Review by Eugene Taylor, Harvard University
June 2001
Here we have an extraordinarily well-written work, extensively researched, erudite, even wry in places, that purports to examine the origins of pragmatism in the late nineteenth century. Specifically, the author examines the ideas of Oliver Wendell Holmes Jr, William James, Charles Peirce, and John Dewey, first against the backdrop of the Civil War and then in context of the subsequent rise of evolutionary theory, probability, and indeterminacy in philosophy and the sciences, as well as mainstream culture. In the end, he depicts pragmatism as our own distinctively American philosophy. This is a must read, even if you disagree with him, as I do, about his interpretation of William James.
This is to say that Menand’s wonderfully written account of James, delightful as it is, is a mere normative one. He accepts what all the commentators have said about James as true and repeats their misinterpretations. But where is psychical research? Where are the references to James’s training in French experimental physiology? Where is radical empiricism, and not pragmatism, as the core of James’s metaphysics?

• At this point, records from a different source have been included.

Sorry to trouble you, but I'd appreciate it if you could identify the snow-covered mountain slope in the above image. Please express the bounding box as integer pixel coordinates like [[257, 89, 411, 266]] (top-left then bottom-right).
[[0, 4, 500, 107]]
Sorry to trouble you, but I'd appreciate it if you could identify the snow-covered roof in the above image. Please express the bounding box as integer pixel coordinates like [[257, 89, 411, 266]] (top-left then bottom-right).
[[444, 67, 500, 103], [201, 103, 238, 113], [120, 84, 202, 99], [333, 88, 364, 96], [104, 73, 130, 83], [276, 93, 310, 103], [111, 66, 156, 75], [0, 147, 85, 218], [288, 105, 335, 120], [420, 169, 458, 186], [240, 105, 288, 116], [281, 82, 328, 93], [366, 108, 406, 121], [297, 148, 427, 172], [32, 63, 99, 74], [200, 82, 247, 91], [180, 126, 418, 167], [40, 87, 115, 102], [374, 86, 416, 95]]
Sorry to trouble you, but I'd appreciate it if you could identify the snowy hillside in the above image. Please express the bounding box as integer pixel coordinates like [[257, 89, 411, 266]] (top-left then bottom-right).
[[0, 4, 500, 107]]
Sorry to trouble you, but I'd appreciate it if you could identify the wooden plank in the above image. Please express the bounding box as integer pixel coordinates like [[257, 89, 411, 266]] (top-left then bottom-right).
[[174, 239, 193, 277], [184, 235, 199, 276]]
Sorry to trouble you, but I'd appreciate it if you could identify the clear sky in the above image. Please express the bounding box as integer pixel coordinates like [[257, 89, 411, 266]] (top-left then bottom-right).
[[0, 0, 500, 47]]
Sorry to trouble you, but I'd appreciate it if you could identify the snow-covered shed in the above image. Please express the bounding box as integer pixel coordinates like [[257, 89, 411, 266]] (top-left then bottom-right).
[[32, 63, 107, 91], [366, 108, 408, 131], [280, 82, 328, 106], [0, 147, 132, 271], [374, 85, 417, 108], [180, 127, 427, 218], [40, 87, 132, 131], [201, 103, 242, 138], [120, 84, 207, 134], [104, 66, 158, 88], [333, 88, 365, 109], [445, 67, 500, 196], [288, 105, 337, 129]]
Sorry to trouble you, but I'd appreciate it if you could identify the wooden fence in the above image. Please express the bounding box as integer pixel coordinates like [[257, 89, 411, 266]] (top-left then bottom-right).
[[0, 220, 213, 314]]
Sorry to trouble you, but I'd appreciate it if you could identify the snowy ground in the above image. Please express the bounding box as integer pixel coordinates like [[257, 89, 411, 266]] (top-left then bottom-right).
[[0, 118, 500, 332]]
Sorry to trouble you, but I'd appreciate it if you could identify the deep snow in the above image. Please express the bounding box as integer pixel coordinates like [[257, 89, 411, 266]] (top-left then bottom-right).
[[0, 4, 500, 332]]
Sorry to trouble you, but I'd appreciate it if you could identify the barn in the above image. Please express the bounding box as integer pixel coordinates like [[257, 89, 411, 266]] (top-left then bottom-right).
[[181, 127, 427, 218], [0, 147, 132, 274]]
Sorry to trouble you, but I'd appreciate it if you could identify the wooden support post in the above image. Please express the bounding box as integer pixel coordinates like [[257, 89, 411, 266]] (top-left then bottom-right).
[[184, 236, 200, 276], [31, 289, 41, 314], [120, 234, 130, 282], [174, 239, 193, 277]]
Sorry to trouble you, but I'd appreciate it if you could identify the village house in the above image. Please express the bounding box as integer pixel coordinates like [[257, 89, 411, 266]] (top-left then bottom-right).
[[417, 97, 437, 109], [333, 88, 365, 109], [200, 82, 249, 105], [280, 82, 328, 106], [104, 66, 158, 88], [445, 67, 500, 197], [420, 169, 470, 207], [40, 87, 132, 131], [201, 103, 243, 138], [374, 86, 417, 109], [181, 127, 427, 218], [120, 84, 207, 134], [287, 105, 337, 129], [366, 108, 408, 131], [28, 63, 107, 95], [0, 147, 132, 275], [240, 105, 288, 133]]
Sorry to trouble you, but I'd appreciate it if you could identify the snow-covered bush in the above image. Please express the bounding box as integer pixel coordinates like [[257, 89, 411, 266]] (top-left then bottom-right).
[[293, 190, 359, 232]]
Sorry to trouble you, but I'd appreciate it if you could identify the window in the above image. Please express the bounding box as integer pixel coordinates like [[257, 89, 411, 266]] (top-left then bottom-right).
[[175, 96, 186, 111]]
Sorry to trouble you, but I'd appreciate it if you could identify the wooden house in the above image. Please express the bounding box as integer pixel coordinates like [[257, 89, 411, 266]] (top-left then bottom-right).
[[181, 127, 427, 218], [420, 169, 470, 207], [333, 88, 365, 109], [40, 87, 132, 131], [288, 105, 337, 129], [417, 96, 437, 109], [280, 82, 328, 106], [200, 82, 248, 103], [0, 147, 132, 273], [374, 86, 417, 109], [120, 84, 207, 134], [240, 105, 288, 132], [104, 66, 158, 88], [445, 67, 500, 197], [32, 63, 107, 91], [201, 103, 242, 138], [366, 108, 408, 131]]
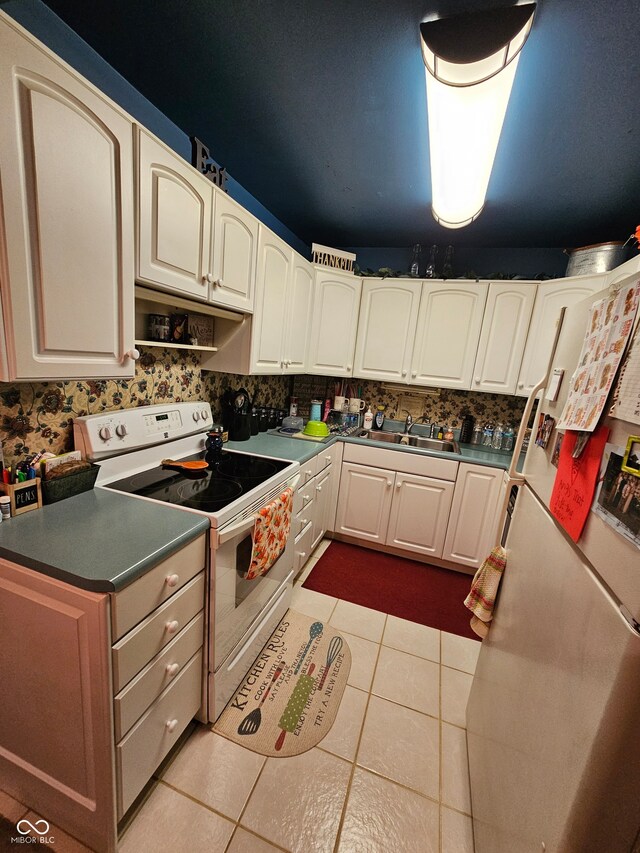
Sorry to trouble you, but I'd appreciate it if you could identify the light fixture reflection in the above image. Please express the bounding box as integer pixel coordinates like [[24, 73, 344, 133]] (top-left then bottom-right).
[[420, 3, 535, 228]]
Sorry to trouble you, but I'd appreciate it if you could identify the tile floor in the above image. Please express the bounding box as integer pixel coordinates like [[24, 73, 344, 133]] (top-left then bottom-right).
[[0, 541, 480, 853]]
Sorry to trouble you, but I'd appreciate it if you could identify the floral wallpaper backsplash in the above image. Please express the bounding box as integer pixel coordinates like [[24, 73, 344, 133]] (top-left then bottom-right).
[[0, 347, 525, 465], [0, 347, 290, 465], [293, 376, 527, 429]]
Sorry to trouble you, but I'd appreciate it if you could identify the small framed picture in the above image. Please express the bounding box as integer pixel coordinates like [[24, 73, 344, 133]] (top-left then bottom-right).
[[620, 435, 640, 477]]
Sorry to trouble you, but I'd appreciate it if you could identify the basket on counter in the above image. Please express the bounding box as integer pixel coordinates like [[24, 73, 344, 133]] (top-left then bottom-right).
[[42, 464, 100, 504]]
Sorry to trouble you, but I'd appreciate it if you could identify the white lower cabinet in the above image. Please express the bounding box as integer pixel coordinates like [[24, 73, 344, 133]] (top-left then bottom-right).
[[335, 444, 504, 568], [336, 462, 395, 544], [386, 473, 454, 557], [442, 462, 504, 569]]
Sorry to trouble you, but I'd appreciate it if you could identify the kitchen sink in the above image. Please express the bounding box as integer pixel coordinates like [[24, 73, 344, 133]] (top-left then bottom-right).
[[407, 435, 460, 453], [358, 429, 460, 453]]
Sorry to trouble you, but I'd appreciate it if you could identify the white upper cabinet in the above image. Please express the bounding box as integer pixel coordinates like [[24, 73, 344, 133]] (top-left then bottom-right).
[[0, 16, 134, 380], [137, 128, 258, 312], [308, 267, 362, 376], [251, 225, 293, 373], [516, 275, 604, 397], [409, 281, 489, 389], [353, 279, 422, 382], [210, 186, 258, 311], [137, 129, 213, 300], [471, 281, 536, 394], [283, 252, 313, 373]]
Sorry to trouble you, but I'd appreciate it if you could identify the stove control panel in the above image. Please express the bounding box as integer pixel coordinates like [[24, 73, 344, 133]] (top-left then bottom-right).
[[73, 401, 213, 461]]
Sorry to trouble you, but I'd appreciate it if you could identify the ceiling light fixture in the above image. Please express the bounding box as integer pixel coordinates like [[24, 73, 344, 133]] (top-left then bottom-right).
[[420, 3, 536, 228]]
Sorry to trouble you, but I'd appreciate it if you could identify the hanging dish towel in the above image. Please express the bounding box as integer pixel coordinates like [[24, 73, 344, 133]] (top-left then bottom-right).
[[246, 486, 293, 581], [464, 545, 507, 637]]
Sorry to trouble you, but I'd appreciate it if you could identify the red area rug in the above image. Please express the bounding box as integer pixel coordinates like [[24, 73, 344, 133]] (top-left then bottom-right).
[[302, 542, 479, 640]]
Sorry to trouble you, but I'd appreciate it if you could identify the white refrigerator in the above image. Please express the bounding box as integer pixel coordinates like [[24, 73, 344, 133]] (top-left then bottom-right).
[[467, 266, 640, 853]]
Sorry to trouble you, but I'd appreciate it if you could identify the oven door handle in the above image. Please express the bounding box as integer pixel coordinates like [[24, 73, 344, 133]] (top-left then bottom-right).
[[218, 474, 300, 547], [218, 515, 256, 546]]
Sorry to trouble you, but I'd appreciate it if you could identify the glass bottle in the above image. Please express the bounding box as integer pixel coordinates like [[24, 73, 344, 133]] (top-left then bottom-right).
[[424, 246, 438, 278], [409, 243, 422, 278], [442, 246, 453, 278], [491, 424, 504, 450], [482, 424, 493, 447], [502, 424, 515, 450]]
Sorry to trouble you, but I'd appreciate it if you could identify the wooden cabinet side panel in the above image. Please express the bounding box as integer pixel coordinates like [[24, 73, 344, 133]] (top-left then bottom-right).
[[0, 560, 115, 850]]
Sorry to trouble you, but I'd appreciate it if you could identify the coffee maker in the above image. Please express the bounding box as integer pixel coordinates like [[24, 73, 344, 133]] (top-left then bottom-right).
[[220, 388, 251, 441]]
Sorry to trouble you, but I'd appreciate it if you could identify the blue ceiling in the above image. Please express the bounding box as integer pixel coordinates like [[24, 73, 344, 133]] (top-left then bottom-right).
[[37, 0, 640, 247]]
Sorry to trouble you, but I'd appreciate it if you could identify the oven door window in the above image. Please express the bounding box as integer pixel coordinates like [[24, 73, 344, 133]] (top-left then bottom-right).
[[211, 516, 293, 669]]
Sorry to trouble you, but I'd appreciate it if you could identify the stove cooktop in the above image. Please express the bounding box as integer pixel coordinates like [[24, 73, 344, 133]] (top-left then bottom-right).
[[105, 451, 291, 513]]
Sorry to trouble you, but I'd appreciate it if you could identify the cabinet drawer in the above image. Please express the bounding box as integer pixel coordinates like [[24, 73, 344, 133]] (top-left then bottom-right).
[[113, 612, 204, 742], [293, 524, 313, 575], [342, 444, 458, 480], [111, 535, 207, 641], [299, 456, 318, 490], [112, 572, 205, 693], [116, 651, 202, 818], [291, 500, 314, 537], [316, 447, 333, 474]]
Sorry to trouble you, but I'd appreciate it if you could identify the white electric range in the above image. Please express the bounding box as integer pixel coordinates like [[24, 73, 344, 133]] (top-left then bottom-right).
[[74, 402, 300, 721]]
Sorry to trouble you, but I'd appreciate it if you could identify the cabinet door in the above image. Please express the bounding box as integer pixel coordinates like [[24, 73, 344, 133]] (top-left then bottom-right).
[[138, 129, 213, 299], [516, 275, 604, 397], [0, 18, 134, 379], [471, 282, 536, 394], [353, 279, 422, 382], [311, 468, 332, 550], [0, 560, 116, 851], [336, 462, 395, 543], [442, 462, 504, 569], [251, 225, 293, 373], [308, 269, 362, 376], [410, 281, 489, 389], [283, 253, 313, 373], [210, 187, 258, 311], [386, 473, 454, 557]]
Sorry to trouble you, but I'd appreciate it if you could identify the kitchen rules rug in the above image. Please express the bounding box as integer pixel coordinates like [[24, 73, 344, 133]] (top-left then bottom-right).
[[212, 610, 351, 758], [302, 542, 478, 640]]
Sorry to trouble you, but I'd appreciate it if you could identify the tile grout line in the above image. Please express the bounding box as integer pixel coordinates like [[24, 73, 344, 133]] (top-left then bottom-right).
[[333, 614, 387, 853]]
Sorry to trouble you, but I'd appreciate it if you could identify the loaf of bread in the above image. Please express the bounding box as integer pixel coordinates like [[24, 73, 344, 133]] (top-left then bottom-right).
[[45, 459, 91, 480]]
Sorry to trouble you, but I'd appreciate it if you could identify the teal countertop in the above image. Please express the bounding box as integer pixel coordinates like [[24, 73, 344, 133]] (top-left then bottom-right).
[[0, 488, 209, 592], [225, 422, 524, 471]]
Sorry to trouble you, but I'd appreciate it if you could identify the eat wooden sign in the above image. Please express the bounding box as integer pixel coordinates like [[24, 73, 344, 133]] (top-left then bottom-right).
[[189, 136, 228, 192]]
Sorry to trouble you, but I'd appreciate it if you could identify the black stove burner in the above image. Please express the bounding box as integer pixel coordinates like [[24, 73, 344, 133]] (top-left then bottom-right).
[[179, 477, 242, 512], [214, 454, 280, 483], [108, 451, 290, 513]]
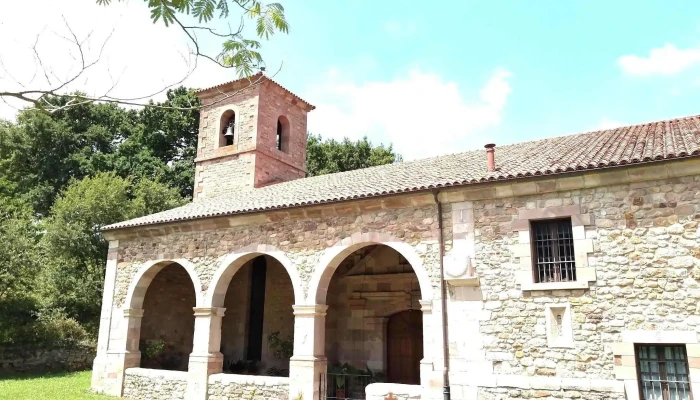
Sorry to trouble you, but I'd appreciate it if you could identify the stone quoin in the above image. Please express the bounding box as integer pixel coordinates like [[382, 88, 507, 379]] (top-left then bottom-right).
[[92, 75, 700, 400]]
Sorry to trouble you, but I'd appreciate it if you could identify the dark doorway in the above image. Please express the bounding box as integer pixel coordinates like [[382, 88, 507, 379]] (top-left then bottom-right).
[[386, 310, 423, 385]]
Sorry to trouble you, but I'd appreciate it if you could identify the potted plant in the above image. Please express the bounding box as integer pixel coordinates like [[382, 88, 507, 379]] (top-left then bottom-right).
[[329, 363, 350, 399]]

True, the Emersonian connection is there, but not much emphasized for the profound intellectual influence it had on James’s thinking, and there are a few mentions of James’s Paris connections, but by and large, Menand casts James erroneously in the tradition of German experimental science, Kantian philosophy, and British Empiricism (only this last is partly true). This amalgamation fits Menand's thesis that American high culture has benefited from the various pragmatisms of his protagonists, but it washes over the point that James was more than a mere meliorist, within whose eclectic philosophy all can somewhere find the expression of their own inclinations.
To the contrary, James’s proper intellectual lineage, I maintain and the archival documents show, is the intuitive, literary, and philosophical inheritance of the Swedenborgian and transcendentalist milieu. And out of this lineage he did take a very specific stand—against scientific reductionism, bigness, rationalism, imperialism, moral high-handedness, and material greed. Instead, he was for a science that was a tool and not an ultimate end, the primacy of the mystical experience, the importance of individuals, pure experience in the immediate moment, and the moral equivalent of war.
Menand gets the economic, statistical, and social currents of mainstream white culture, but he misses the spiritual currents of both the Swedenborgians and the transcendentalists (He thinks Emanuel Swedenborg was spelt "Immanuel" and that the philosopher-scientist was from Denmark—he was from Sweden; and he's never heard of the Swedenborgian Doctrine of the Rational and the Doctrine of Use, key influences on Charles Peirce as well as William James (Taylor, 1986). He also misses the deeply religious currents of the spiritualists and mental healers, and he does not know his depth psychology before Freud, an integral chapter in the development of the contemporary women's spirituality movement today (Taylor, 2000). James was deeply immersed in these alternative currents in his attempt to reconcile science and religion and he spoke for more than just mainstream American white culture (Taylor, 1896).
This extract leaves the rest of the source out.